## lmsys/vicuna-13b-v1.3

In this project we experiment with [lmsys/vicuna-13b-v1.3]( https://huggingface.co/lmsys/vicuna-13b-v1.3) and observe the model performance and the way it generates prompt outputs. Vicuna is a chat assistant trained by fine-tuning LLaMA on user-shared conversations collected from ShareGPT.

 Vicuna-13B is an open-source chatbot trained by fine-tuning LLaMA on user-shared conversations collected from ShareGPT. Preliminary evaluation using GPT-4 as a judge shows Vicuna-13B achieves more than 90% quality of OpenAI ChatGPT and Google BARD while outperforming other models like LLaMA and Stanford Alpaca in more than 90%.

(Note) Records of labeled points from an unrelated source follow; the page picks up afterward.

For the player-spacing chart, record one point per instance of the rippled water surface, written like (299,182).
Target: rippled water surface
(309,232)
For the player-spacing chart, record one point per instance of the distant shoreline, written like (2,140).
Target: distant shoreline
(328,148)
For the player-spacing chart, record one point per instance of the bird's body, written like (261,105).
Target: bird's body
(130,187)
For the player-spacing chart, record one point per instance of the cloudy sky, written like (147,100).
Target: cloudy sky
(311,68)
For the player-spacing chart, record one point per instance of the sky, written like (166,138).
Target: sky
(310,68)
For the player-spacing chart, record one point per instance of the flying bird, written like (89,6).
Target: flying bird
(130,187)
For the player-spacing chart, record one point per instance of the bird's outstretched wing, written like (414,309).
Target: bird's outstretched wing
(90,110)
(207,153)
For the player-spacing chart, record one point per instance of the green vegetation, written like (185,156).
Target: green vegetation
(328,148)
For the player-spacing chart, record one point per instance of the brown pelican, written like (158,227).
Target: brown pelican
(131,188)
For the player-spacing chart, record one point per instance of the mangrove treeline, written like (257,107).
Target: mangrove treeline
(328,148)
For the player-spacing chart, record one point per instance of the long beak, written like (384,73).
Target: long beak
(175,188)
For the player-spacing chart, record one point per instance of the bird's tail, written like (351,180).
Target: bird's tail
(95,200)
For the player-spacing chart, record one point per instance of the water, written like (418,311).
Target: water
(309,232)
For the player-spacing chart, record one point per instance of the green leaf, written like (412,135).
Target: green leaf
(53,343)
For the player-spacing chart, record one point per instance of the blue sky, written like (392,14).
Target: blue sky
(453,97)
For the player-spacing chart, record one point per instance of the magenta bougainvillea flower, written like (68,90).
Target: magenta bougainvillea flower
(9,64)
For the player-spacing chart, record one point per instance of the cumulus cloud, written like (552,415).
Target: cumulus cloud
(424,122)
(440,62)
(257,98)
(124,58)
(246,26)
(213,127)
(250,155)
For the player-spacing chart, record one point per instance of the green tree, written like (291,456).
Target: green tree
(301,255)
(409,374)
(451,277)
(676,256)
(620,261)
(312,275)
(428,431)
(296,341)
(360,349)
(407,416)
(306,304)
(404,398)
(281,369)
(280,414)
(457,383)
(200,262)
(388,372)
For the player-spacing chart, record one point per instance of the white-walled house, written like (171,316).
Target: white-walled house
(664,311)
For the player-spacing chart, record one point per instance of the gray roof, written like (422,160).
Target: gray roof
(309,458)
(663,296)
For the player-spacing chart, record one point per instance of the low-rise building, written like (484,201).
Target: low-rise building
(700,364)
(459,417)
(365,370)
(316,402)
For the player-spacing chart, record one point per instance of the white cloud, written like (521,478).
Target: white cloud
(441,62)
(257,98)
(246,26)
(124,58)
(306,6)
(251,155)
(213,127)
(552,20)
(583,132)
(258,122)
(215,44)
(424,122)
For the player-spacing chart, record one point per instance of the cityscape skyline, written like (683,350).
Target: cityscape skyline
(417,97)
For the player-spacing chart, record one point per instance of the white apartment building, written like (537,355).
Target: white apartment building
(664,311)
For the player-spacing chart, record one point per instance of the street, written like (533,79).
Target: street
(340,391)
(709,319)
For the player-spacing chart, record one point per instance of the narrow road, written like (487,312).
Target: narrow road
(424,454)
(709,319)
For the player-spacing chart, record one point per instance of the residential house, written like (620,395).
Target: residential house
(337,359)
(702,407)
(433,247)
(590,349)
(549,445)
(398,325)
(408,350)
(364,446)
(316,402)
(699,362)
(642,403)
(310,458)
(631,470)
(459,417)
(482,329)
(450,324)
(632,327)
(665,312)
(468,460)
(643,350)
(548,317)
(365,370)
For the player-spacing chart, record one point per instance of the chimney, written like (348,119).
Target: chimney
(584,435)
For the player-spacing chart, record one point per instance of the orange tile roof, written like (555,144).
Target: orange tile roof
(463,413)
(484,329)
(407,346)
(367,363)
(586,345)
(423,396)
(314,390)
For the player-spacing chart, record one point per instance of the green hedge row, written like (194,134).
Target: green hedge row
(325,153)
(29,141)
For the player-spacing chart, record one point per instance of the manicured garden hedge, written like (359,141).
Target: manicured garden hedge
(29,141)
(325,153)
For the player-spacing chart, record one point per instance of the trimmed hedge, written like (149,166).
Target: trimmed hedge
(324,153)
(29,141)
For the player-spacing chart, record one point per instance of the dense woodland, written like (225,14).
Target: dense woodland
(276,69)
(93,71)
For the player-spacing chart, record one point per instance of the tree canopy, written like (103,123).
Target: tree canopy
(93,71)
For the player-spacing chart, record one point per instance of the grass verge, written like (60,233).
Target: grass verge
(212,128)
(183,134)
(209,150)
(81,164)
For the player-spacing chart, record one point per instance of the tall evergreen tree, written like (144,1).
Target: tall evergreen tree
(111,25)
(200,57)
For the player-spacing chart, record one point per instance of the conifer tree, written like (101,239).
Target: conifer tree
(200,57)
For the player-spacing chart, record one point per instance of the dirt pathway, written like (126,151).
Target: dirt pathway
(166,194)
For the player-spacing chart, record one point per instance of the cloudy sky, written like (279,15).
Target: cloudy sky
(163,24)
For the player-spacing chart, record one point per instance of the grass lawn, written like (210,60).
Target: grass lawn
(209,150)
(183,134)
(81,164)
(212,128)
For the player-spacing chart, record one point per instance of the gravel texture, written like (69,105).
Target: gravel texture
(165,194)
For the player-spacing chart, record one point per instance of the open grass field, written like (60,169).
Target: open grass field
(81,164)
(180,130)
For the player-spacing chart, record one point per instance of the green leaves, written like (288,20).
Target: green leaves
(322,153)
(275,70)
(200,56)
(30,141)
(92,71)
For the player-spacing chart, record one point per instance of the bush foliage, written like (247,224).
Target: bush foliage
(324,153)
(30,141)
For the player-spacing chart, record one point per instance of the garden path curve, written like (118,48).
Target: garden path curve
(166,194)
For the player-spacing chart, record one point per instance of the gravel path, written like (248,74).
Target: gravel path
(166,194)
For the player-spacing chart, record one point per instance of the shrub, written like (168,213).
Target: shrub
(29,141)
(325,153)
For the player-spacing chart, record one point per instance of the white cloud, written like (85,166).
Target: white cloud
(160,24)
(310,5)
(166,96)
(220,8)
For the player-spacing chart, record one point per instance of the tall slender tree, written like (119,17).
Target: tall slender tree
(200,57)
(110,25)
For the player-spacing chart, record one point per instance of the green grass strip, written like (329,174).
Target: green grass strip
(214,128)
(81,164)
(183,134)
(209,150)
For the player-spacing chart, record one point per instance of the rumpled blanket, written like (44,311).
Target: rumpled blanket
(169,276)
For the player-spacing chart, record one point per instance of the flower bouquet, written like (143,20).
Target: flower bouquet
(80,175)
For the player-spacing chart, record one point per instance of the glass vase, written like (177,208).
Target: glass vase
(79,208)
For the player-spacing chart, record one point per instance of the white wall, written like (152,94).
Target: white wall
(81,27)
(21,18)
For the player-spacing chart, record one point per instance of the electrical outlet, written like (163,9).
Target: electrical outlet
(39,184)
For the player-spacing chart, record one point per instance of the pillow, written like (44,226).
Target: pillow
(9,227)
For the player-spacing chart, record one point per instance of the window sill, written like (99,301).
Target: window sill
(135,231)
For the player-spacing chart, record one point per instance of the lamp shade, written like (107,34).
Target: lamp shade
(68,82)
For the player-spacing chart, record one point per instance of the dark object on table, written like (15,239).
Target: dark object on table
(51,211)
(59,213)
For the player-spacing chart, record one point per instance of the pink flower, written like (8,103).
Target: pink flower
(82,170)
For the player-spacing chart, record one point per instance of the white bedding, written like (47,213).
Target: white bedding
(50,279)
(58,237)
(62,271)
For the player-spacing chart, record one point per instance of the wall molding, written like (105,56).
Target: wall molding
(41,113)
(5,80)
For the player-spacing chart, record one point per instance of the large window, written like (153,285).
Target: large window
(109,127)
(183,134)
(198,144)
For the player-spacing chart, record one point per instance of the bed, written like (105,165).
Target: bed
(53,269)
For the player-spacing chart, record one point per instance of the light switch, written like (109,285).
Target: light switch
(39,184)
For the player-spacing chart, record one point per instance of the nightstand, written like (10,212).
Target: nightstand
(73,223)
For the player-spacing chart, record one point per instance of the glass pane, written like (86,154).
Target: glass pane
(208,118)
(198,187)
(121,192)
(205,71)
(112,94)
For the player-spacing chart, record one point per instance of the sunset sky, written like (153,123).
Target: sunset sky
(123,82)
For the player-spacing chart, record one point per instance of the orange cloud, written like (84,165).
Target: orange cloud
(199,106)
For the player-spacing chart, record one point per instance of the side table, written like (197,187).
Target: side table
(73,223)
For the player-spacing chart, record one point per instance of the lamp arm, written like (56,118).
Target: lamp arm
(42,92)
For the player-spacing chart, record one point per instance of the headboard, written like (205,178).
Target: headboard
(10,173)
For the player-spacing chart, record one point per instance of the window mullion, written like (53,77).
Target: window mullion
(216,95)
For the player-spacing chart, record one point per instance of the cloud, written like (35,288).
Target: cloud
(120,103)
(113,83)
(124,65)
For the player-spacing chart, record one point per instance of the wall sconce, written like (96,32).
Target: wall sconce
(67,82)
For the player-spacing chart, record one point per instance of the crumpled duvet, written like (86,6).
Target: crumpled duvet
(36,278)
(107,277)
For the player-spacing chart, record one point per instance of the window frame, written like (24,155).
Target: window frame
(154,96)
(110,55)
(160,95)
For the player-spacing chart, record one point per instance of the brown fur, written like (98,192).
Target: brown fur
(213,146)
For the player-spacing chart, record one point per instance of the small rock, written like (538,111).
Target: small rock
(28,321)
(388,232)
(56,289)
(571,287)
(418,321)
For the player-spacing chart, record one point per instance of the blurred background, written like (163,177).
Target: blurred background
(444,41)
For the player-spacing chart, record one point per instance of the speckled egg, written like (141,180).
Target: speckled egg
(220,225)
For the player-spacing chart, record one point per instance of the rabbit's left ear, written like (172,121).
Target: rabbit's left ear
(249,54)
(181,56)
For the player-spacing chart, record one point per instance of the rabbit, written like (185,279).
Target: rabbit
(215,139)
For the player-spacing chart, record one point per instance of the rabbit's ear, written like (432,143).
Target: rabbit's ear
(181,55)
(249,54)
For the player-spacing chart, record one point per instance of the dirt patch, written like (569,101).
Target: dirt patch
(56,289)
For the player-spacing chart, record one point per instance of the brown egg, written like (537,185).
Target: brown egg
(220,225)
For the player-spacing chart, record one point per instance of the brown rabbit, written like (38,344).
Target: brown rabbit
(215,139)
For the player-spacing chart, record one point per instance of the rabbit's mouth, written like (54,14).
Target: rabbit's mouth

[ Learn more](https://lmsys.org/blog/2023-03-30-vicuna/)

### Import Libraries

If transformer is not installed previously in your environment execute the following cell:

In [None]:
!pip install git+https://github.com/huggingface/transformers.git@refs/pull/25740/head accelerate

If allready present, import the libraries

In [None]:
import transformers
import torch
from transformers import AutoTokenizer, AutoModelForCausalLM

In [None]:
path ="/home/kgupta/LLM/lmsys_vicuna_13b_v1_3"
tok_path='/home/kgupta/LLM/lmsys_vicuna_13b_v1_3/tokenizer'

In [None]:
model =AutoModelForCausalLM.from_pretrained(path) # helps you load the NLP model easily in sequential manner

Loading checkpoint shards:   0%|          | 0/3 [00:00<?, ?it/s]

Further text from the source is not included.